While tablet sales continue to plummet - the IDC's recent figures show a 12.3 percent fall in Q2 2016 compared to the same period last year - it seems this isn't going to slow Apple down when it comes to releasing new models of the iPad.

A recent report from renowned analyst Ming-Chi Kuo, who has accurately predicted a number of Apple products, says that the Cupertino company will launch a 12.9-inch iPad Pro 2, a 10.5-inch iPad Pro, and low-cost 9.7-inch iPad in 2017. This will be followed in 2018 by a "revolutionary" new model that may feature a flexible AMOLED display.

We expect three new iPads (12.9" iPad Pro 2, new size 10.5" iPad Pro & low-cost 9.7" iPad) to be launched in 2017, though this may not drive shipment growth amid structural headwinds; 2017F shipments to fall 10-20% YoY. If the iPad comes in a larger size, such as a 10.5" model, we believe it will be helpful to bid for tenders within the commercial and education markets.

As a result, we expect Apple to launch a 10.5" iPad Pro in 2017. In addition, we estimate the 12.9" iPad Pro 2 and 10.5" iPad Pro will adopt the A10X processor, with TSMC being the sole supplier using 10nm process technology. The low-cost 9.7" model may adopt the A9X processor, which is also exclusively supplied by TSMC.

The current 7.9-inch iPad Mini is conspicuously absent from Kuo's report. While it could just be that the analyst has no predictions for device, there's been speculation that Apple will phase out the series, possibly because the introduction of larger iPhone models has lessened demand for the smaller iPads.

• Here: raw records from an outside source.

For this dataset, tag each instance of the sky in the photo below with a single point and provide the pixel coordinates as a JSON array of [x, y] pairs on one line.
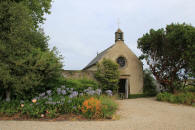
[[82, 28]]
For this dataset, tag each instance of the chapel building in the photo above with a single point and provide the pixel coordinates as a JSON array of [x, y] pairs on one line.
[[130, 67]]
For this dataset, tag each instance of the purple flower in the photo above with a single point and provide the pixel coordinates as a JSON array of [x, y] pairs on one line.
[[45, 97], [63, 99], [70, 96], [63, 92]]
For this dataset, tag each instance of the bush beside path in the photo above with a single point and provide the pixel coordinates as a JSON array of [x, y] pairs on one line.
[[135, 114]]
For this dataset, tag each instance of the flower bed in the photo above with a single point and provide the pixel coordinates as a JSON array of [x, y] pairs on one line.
[[51, 104]]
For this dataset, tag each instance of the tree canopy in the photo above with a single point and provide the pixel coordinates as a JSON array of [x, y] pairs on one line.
[[170, 54]]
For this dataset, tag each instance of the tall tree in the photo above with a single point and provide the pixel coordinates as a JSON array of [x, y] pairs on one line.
[[170, 54], [26, 63]]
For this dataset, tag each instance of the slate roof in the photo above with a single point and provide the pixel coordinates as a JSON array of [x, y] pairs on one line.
[[97, 58]]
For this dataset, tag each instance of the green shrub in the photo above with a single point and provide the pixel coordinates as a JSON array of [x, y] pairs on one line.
[[109, 106], [108, 75], [149, 86], [80, 84], [52, 103], [182, 98], [99, 107]]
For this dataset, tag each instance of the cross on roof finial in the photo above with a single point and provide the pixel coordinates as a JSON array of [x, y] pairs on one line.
[[118, 22]]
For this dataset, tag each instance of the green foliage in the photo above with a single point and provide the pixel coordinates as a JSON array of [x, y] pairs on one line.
[[182, 98], [80, 84], [108, 75], [133, 96], [170, 54], [149, 86]]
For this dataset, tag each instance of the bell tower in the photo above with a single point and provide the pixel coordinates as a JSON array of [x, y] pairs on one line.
[[119, 35]]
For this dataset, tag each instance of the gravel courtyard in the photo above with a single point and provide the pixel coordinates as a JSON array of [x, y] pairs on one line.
[[135, 114]]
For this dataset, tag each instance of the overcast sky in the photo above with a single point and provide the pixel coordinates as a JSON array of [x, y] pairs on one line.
[[81, 28]]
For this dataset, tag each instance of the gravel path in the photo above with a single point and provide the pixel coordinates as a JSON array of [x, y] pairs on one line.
[[135, 114]]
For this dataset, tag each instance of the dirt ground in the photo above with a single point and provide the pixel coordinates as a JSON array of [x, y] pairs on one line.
[[135, 114]]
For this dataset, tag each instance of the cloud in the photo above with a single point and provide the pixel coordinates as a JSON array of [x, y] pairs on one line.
[[80, 29]]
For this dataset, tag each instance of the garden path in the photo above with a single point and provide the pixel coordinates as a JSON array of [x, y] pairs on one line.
[[135, 114]]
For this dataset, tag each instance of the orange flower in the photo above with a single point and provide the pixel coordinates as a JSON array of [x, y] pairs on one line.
[[34, 100]]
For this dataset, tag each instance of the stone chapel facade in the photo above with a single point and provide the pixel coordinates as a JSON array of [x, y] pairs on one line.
[[130, 67]]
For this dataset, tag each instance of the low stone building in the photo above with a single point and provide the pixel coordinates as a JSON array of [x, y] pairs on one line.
[[130, 67]]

Kuo goes on to state that 2018 will be the year that the iPad receives a "radical" new design change. "Revolutionary iPad model likely to be introduced in 2018F at the earliest, with radical changes in form factor design & user behavior on adoption of flexible AMOLED panel," he writes.

Assuming Kuo is correct, and he usually is, it'll be interesting to see if the new iPads help turn the tablet market around. Most people who already own an iPad don't feel the need to upgrade, so Apple will have to give them some compelling reasons to spend the cash on a new device.